Health Gains and Financial Risk Protection Provided by the Ethiopian Mental Health Strategy

Authors: Kjell Arne Johansson, Kristen Bjerkreim Strand, Abebaw Fekadu, Dan Chisholm



Background: Mental and neurological (MN) health care has long been neglected in low-income settings. This paper estimates health and non-health impacts of fully publicly financed care for selected key interventions in the National Mental Health Strategy in Ethiopia for depression, bipolar disorder, schizophrenia and epilepsy.
Methods: A methodology of extended cost-effectiveness analysis (ECEA) is applied to a parent contextualized cost-effectiveness analysis of MN health care in Ethiopia. Impact of providing a package of selected MN interventions free of charge in Ethiopia is estimated for: epilepsy (75% coverage, phenobarbital), depression (30% coverage, fluoxetine, cognitive therapy and proactive
case management), bipolar affective disorder (50% coverage, valproate and psychosocial therapy), and schizophrenia (75% coverage, haloperidol plus psychosocial treatment). Multiple outcomes are estimated and disaggregated across wealth quintiles: (1) healthy-life-years (HALYs) gained; (2) household out-of-pocket (OOP) expenditures averted; (3) expected financial risk protection (FRP); and (4) productivity impact.

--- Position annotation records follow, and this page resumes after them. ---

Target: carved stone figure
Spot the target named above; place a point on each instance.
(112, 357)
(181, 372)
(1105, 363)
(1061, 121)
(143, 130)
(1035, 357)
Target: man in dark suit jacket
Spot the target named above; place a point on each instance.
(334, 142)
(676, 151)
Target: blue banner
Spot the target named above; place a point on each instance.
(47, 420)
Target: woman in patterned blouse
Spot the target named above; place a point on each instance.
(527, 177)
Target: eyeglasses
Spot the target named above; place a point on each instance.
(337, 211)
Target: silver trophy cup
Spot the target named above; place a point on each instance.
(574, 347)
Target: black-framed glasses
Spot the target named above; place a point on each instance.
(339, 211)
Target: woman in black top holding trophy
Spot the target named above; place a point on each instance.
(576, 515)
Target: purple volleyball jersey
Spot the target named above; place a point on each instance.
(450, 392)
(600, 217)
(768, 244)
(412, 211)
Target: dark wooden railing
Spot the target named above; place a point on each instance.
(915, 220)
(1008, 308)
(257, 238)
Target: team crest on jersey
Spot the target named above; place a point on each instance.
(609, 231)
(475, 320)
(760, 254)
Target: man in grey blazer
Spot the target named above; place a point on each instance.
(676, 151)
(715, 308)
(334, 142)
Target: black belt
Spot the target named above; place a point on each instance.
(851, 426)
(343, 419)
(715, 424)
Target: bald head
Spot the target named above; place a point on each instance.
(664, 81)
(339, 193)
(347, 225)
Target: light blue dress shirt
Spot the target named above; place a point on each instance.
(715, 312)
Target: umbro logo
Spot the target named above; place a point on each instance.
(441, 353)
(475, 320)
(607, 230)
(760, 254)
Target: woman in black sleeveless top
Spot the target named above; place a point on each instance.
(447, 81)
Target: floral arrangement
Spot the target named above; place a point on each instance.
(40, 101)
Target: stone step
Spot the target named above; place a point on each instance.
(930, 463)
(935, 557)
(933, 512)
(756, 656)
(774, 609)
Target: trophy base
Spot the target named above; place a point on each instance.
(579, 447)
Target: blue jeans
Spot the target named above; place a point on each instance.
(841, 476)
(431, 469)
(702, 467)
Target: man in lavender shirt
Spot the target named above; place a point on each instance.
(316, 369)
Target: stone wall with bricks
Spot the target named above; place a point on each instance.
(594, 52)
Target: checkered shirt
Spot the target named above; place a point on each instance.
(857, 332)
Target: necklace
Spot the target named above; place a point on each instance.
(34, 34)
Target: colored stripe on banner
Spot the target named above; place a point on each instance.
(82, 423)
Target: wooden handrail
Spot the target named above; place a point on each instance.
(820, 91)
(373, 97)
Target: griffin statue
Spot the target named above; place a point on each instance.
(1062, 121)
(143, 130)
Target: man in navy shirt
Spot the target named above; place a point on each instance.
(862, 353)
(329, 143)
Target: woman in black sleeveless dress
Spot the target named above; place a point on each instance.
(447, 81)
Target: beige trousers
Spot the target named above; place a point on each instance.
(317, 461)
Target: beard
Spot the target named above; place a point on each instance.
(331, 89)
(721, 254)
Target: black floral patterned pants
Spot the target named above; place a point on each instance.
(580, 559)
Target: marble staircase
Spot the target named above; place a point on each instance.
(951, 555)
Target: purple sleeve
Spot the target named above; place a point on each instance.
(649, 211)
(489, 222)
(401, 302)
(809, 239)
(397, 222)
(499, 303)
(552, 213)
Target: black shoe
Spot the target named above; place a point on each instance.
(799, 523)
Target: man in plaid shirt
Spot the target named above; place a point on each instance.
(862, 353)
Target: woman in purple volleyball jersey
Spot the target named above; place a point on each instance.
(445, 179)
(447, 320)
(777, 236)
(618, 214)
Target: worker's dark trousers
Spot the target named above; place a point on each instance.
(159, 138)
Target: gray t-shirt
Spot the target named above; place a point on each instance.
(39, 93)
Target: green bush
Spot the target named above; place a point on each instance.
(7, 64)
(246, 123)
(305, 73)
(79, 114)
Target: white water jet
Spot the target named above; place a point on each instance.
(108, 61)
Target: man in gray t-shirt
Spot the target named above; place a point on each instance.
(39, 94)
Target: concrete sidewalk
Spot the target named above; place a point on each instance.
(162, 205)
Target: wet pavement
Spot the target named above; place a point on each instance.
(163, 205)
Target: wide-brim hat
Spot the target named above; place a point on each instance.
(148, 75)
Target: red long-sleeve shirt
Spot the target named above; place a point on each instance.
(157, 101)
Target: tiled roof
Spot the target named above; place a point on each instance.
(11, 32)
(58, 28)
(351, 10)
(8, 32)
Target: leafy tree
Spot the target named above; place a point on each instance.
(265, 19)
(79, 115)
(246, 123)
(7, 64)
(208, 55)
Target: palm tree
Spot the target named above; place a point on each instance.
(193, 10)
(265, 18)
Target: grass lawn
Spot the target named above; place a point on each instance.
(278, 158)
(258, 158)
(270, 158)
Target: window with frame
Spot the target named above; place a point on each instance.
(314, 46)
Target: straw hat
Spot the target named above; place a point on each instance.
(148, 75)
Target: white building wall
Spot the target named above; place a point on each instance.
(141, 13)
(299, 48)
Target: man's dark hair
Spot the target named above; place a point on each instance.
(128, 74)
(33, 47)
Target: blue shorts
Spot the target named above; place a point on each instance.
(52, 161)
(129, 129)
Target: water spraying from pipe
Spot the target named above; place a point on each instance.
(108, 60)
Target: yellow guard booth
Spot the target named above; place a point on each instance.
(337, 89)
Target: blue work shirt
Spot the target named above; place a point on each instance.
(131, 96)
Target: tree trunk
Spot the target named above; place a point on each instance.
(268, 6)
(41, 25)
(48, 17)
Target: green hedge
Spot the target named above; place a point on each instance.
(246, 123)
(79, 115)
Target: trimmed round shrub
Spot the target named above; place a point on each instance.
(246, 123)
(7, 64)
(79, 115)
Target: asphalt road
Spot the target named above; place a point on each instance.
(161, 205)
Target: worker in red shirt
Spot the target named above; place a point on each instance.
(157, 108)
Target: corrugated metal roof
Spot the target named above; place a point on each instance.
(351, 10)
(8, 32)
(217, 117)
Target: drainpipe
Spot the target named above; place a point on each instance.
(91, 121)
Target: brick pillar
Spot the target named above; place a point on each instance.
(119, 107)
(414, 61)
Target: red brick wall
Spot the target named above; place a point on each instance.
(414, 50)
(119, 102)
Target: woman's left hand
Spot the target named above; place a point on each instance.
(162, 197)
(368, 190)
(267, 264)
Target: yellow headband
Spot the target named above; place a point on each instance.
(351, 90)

Results: The MN package is expected to cost US$177 million and avert 155,000 HALYs (epilepsy US$37m and 64,500 HALYs; depression US$65m and 61,300 HALYs; bipolar disorder US$44m and 20,300 HALYs; and schizophrenia US$31m and 8,900 HALYs) annually. Health benefits would be concentrated among the poorest groups for all interventions. Universal public finance averts little household OOP expenditures and provides minimal FRP because of the low current utilization of these MN services in Ethiopia. A 78% overall rate of return to investment is expected from depression treatment in Ethiopia due to productivity gains (equals to US$50.7m annually).

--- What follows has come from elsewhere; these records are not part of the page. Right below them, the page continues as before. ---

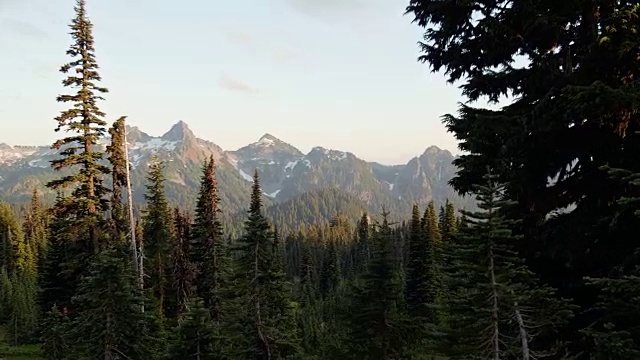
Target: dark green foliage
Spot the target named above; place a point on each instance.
(378, 329)
(110, 323)
(36, 232)
(184, 271)
(208, 252)
(196, 335)
(85, 121)
(56, 327)
(157, 234)
(494, 302)
(119, 165)
(265, 311)
(570, 69)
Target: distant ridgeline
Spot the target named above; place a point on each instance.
(297, 187)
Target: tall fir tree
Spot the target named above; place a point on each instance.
(110, 322)
(265, 337)
(570, 115)
(85, 120)
(118, 175)
(495, 305)
(157, 233)
(184, 271)
(35, 226)
(208, 252)
(377, 327)
(196, 335)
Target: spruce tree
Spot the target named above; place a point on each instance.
(196, 335)
(55, 342)
(265, 337)
(118, 174)
(157, 233)
(184, 271)
(208, 252)
(110, 322)
(616, 334)
(85, 121)
(496, 307)
(378, 330)
(36, 228)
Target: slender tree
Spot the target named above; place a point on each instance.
(208, 252)
(377, 328)
(85, 120)
(157, 233)
(496, 307)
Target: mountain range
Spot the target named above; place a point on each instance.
(286, 173)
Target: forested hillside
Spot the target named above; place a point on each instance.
(545, 266)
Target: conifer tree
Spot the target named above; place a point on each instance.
(616, 333)
(85, 120)
(55, 342)
(280, 309)
(118, 174)
(17, 255)
(208, 252)
(157, 233)
(496, 307)
(420, 295)
(184, 271)
(36, 228)
(196, 335)
(110, 322)
(450, 222)
(265, 337)
(377, 328)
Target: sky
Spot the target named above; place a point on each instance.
(341, 74)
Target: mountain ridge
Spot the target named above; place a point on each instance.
(286, 172)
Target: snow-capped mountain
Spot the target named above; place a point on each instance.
(285, 171)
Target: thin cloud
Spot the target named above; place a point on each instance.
(325, 8)
(238, 37)
(232, 84)
(22, 28)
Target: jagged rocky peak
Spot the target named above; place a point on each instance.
(180, 131)
(268, 140)
(134, 135)
(320, 152)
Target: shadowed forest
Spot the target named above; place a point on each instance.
(546, 266)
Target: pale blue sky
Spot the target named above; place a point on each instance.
(338, 73)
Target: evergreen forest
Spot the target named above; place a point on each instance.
(545, 267)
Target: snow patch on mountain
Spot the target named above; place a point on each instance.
(155, 144)
(245, 175)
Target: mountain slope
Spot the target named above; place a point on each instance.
(286, 173)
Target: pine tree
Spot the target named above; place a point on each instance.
(36, 229)
(110, 322)
(184, 271)
(17, 255)
(196, 335)
(280, 309)
(377, 328)
(264, 336)
(208, 251)
(616, 333)
(118, 174)
(157, 233)
(449, 226)
(421, 298)
(85, 120)
(570, 115)
(55, 344)
(496, 307)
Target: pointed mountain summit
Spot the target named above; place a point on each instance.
(268, 139)
(180, 131)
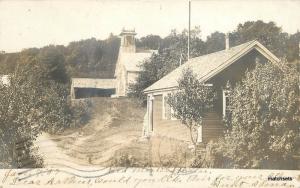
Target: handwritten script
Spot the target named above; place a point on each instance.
(147, 177)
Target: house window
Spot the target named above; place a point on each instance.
(226, 103)
(166, 108)
(168, 112)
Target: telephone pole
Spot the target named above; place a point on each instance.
(189, 30)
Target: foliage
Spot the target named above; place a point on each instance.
(171, 54)
(269, 34)
(192, 100)
(265, 124)
(85, 58)
(30, 104)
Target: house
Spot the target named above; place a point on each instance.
(126, 72)
(215, 70)
(129, 59)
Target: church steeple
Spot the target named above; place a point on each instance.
(128, 40)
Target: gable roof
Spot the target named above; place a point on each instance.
(209, 65)
(131, 61)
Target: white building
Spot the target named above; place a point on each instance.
(126, 72)
(128, 62)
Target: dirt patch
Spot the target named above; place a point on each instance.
(111, 138)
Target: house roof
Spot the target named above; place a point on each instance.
(131, 61)
(209, 65)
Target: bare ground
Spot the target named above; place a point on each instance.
(111, 138)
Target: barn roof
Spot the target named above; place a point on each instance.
(131, 61)
(209, 65)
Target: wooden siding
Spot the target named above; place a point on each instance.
(212, 125)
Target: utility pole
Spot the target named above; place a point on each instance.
(189, 32)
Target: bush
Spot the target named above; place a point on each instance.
(265, 125)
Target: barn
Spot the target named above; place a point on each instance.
(126, 71)
(215, 70)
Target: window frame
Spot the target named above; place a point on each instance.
(225, 106)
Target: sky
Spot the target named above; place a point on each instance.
(37, 23)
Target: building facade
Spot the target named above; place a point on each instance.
(214, 70)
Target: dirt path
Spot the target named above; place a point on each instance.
(113, 133)
(98, 141)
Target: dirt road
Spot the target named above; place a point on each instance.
(112, 137)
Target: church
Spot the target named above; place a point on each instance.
(126, 72)
(129, 59)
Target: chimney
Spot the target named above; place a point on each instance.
(128, 40)
(226, 41)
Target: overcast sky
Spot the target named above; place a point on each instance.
(37, 23)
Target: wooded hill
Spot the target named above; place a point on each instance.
(97, 58)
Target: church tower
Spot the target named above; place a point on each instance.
(128, 41)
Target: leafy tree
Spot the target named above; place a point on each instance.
(172, 53)
(191, 102)
(29, 105)
(269, 34)
(54, 63)
(215, 42)
(265, 124)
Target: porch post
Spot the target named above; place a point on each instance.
(150, 113)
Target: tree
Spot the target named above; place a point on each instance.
(215, 42)
(191, 102)
(269, 34)
(172, 53)
(29, 105)
(265, 123)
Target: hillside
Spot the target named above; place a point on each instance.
(85, 58)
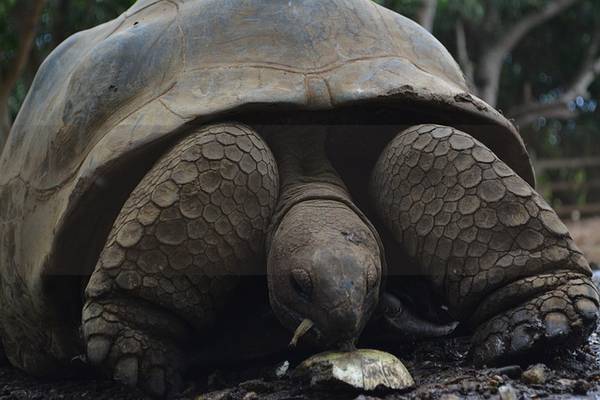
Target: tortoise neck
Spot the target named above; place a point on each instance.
(305, 172)
(302, 160)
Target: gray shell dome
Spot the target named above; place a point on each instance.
(111, 93)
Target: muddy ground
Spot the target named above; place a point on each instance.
(440, 368)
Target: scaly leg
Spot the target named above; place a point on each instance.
(491, 246)
(190, 229)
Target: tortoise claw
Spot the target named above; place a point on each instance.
(404, 322)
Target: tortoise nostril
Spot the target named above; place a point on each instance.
(302, 282)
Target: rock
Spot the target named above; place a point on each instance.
(582, 387)
(536, 374)
(282, 369)
(250, 396)
(507, 392)
(218, 395)
(512, 371)
(449, 396)
(256, 385)
(361, 369)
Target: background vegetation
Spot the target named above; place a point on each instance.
(536, 60)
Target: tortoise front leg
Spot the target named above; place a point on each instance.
(190, 229)
(496, 252)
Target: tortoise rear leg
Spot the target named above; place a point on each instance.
(492, 247)
(189, 230)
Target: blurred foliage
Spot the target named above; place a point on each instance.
(544, 63)
(60, 19)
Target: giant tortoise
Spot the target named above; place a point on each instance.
(164, 158)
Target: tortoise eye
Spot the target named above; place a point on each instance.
(301, 282)
(372, 277)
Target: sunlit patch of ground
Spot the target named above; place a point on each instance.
(586, 233)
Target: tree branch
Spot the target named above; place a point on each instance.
(559, 108)
(462, 53)
(491, 61)
(426, 14)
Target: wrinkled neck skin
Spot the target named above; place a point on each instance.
(324, 258)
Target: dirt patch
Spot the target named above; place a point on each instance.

Conclusions: The total MN package in Ethiopia is estimated to cost equivalent to US$1.8 per capita and yields large progressive health benefits. The expected productivity gain is substantially higher than the expected FRP. The ECEA approach seems to fit well with the current policy challenges and captures important equity concerns of scaling up MN programs.



Johansson KA, Strand KB, Fekadu A, Chisholm D. 2015. Health Gains and Financial Risk Protection Provided by the Ethiopian Mental Health Strategy. DCP3 Working Paper Series. No 16.